IN FEBRUARY, THE outreach director for an organization called Communities Against Rider Surveillance wrote to Evan Greer. CARS wanted to know if Fight for the Future, a nonprofit digital-rights advocacy group where Greer is the deputy director, would join, and allow itself to be listed as a member of the newly formed coalition.
“CARS is a new coalition working to raise awareness of a dangerous technology called Mobility Data Specification,” the email from outreach director Rich Dunn read. “In the wrong hands, the information collected by MDS poses grave privacy and safety risks.”
MDS is a technical specification created by Los Angeles’ Department of Transportation, now managed by a third-party foundation. The city, and more than 20 others, use it to track the movement of shared bikes and scooters. Operators of those services must hand over anonymized, close-to-real-time and daily data on vehicle trips; Los Angeles officials can also use MDS to send information back, telling companies to, say, avoid operating vehicles on a block with a water main break.
At Fight for the Future, Greer has concerns about MDS. She worries that the data could be abused by law enforcement or other government agencies. So in May, her group signed up to support CARS.
Here’s one thing the CARS email did not say: A main backer of CARS is Uber, which has been battling Los Angeles and other cities over their use of MDS. Uber is listed as a coalition member on the group’s website. In March, the publication Cities Today said Uber had been instrumental in forming the group, and it quoted an Uber executive voicing the company’s concerns about MDS.
This week, after being contacted by WIRED about Uber’s involvement, Fight for the Future quit CARS. “It’s frustrating, because we share the coalition’s concerns,” says Greer. “But Uber’s involvement in the effort was not clearly disclosed to us when we joined. Companies that wish to engage in advocacy should do so transparently.” Greer says Fight for the Future has previously “faced off with corporate astroturf groups that intentionally obscure their connection to powerful industry lobbies. This practice undermines our democratic process. We refuse to enable it.”
The Algorithmic Justice League, an advocacy group focusing on bias in artificial intelligence, also left the coalition this week, after founder Joy Buolamwini said it learned of Uber’s involvement. “Given Uber’s track record on privacy and the lack of transparency about the extent of the company’s involvement, we have officially pulled out of CARS,” she wrote in a statement.

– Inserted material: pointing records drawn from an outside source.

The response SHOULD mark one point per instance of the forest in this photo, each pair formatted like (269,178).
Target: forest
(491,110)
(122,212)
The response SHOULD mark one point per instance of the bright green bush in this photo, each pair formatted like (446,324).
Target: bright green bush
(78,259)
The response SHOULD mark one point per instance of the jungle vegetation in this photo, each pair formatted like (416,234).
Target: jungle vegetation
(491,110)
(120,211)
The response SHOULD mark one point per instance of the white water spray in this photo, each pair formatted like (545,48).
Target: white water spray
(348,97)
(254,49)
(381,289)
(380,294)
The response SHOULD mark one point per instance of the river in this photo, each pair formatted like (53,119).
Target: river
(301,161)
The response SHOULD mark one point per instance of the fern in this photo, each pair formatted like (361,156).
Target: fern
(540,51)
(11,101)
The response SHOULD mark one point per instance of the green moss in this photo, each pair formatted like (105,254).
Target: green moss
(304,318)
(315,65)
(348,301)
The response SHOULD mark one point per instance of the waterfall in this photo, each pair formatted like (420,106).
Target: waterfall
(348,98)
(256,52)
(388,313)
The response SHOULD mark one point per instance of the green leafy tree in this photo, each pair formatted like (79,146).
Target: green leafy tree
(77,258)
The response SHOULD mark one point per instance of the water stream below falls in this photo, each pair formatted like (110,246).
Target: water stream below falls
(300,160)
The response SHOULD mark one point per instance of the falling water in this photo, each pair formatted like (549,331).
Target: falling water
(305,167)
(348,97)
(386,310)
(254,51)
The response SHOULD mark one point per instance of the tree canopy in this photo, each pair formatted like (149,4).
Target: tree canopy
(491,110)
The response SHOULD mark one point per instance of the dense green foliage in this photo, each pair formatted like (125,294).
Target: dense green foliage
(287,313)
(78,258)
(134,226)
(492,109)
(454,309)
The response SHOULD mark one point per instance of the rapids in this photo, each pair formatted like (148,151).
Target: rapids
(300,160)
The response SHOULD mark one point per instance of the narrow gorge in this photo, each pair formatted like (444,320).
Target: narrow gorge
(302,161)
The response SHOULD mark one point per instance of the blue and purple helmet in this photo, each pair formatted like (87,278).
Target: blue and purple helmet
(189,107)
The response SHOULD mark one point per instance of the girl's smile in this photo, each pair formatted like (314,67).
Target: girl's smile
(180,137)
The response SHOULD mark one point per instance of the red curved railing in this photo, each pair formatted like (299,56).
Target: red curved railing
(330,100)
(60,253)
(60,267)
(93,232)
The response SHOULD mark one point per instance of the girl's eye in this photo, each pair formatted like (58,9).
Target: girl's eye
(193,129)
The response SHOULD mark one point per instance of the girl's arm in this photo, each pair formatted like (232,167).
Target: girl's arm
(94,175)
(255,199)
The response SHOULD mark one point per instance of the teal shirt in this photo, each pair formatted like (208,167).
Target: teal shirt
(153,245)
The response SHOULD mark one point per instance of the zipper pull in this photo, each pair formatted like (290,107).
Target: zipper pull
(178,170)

CARS has 25 other members, mostly community groups in Los Angeles and Washington, DC, where the city government may soon require the use of MDS. When contacted, many said they were generally supportive of the organization’s mission, but declined to speak about it. “We want to make sure our communities do not get surveilled,” says Bamby Salcedo, president and founder of Los Angeles-based TransLatin@ Coalition, a CARS member. But Salcedo says her group is not involved in any organizing for the coalition.
An Uber spokesperson called CARS “a separate entity,” saying Uber is a member of the coalition and supports its agenda. The spokesperson did not respond to questions about how CARS is funded.

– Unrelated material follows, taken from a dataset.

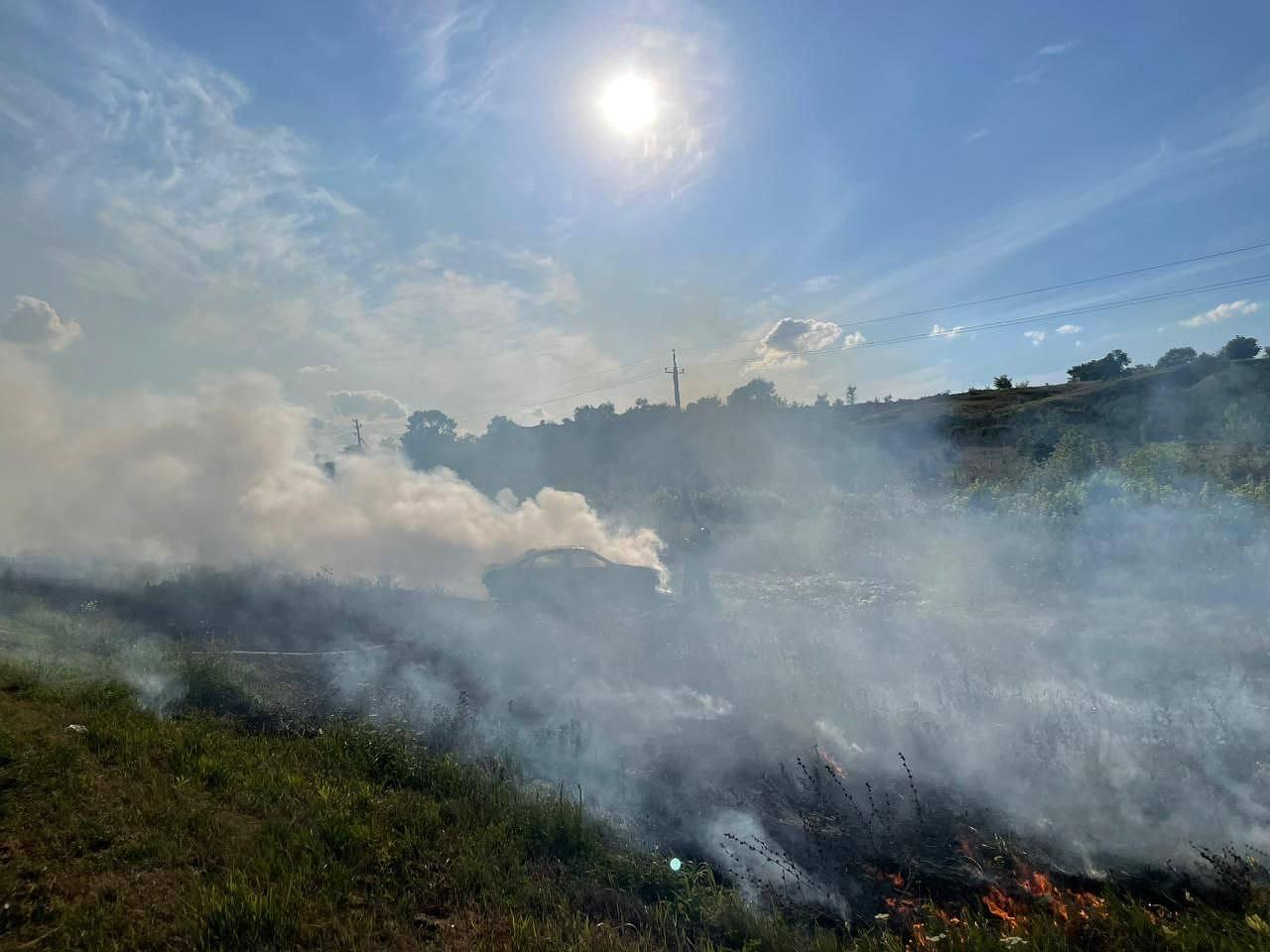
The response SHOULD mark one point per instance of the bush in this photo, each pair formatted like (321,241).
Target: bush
(1176,357)
(1109,367)
(1239,348)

CARS also declined to disclose its funding. In a statement, CARS communications director Keeley Christensen said, “Our coalition is grateful to have support from a wide and diverse group of organizations that are rightfully concerned about city governments tracking people’s personal movements. Uber is among the members who have been listed publicly on the coalition’s website since day one, as are many other groups that may not traditionally align but have come together to speak out against this uniquely dangerous threat.” Both Christensen and Dunn, the outreach director, are also employees of a Washington-area public relations and consulting firm.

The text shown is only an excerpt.